Written by Eugenio Fasulo

Week 24
CUSTOMIZATION

With over 55,000 museums in the world of all shapes and sizes, the Cultural Heritage market is just as varied as it is saturated. But how many of those are able to offer experiences that are truly meaningful to their visitors?
This is the very challenge that defines the future of art and educational spaces, now actual enterprises within a transforming economy, where experiences built around a product are often becoming more important than the product itself.
If it’s true that the museum system has long undervalued the scope of this issue and ignored the possibilities that the digital age implied, it is also true that something is finally changing. In an effort to improve their offer (and to confront with the Millennials), an increasing number of institutions are integrating immersive and interactive technologies. But there are those who try to go a step further.
Experimented at the Acropolis Museum in Athens and at Citè de l’Espace in Toulouse between 2011 and 2014, CHESS is a program funded by the EU that brought storytelling to new territories, where digital narration is the protagonist of innovative practices and not just an ingredient.

CHESSAcropolis

Indeed, with the support of a tablet and of the CHESS software, each visitor can take a trip through the museum, which connects the artworks with augmented reality contents.

The functioning is simple: trough the device’s screen, space is transformed and reshaped, ‘augmented’ by links, text and images, which trace an unpredictable path.
Despite the use of advanced media resources, the CHESS system’s biggest innovation lies in the high degree of customization that it offers to users, which allows for the creation of unique experiences.
By collecting personal data (combined with surveys and ethnographic observations), each visitor is associated with a certain ‘persona’, which is in turn associated with a certain kind of adventure.
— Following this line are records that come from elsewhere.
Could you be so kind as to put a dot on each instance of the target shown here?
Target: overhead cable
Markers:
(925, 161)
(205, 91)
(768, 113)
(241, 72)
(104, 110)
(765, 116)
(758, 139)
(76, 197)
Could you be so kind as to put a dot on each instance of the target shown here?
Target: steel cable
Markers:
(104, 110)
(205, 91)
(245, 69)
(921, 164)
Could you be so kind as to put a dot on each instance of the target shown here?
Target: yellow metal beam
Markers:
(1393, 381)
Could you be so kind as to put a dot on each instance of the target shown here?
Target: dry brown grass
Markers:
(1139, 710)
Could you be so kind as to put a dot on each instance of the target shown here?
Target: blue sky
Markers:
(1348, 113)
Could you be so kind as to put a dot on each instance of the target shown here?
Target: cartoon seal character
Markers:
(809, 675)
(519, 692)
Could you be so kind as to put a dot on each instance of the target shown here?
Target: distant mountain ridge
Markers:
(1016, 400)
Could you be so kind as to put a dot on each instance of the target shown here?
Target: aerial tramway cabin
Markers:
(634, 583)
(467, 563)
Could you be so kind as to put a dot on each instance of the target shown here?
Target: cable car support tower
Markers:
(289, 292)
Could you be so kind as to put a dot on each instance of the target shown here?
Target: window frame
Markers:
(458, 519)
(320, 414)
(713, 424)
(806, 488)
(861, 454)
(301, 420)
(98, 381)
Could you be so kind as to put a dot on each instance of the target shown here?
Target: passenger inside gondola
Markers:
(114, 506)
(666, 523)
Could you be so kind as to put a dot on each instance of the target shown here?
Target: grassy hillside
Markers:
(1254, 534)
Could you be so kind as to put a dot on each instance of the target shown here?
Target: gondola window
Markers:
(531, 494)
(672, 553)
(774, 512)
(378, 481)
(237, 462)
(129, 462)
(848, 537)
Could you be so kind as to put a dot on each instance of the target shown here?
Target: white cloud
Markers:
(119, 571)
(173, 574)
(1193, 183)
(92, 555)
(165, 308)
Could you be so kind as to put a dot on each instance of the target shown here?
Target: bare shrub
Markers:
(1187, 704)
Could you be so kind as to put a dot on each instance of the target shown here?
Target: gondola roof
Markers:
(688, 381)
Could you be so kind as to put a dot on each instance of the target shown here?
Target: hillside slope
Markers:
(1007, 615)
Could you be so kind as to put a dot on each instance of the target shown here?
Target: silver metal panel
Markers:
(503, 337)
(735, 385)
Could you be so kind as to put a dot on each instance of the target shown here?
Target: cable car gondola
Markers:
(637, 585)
For instance, the experience created for a young musician will be different from that offered to a retired mathematician, or to a nun with an interest in Sacred Art.
Moreover, the software is constantly adapting to changes in the visitors’ preferences, taking into account the information gathered during previous visits. For instance, if the musician has ignored the ancient instruments’ section to spend hours in front of a Vermeer, CHESS will propose a Flemmish Paintings’ story for his next visit. In the same way, if the mathematician has proved surprisingly bored by logic testing, CHESS will then opt for creative or action games. Given that, even people frequently visiting the museum will be able to live a new adventure every time, and be certain that none of their friends will ever live one that’s identical.
Despite the experimental phase of the project being officially over, the new territories that CHESS identified are still largely unexplored.
While CHESS’ industrial partners are trying to commercialize the technology, researchers are already working on new versions that, through interconnecting digital devises, will enable a shared and personalized experience for groups and families. Certainly a difficult test that will determine much of the way we will experience culture in the years to come.

According to the New York Times, museums attendance dipped 5 percent from 2002 to 2012, as museumgoers 75 and older were the only age group to increase. Possibility of control and customization are key elements to engage the younger generations.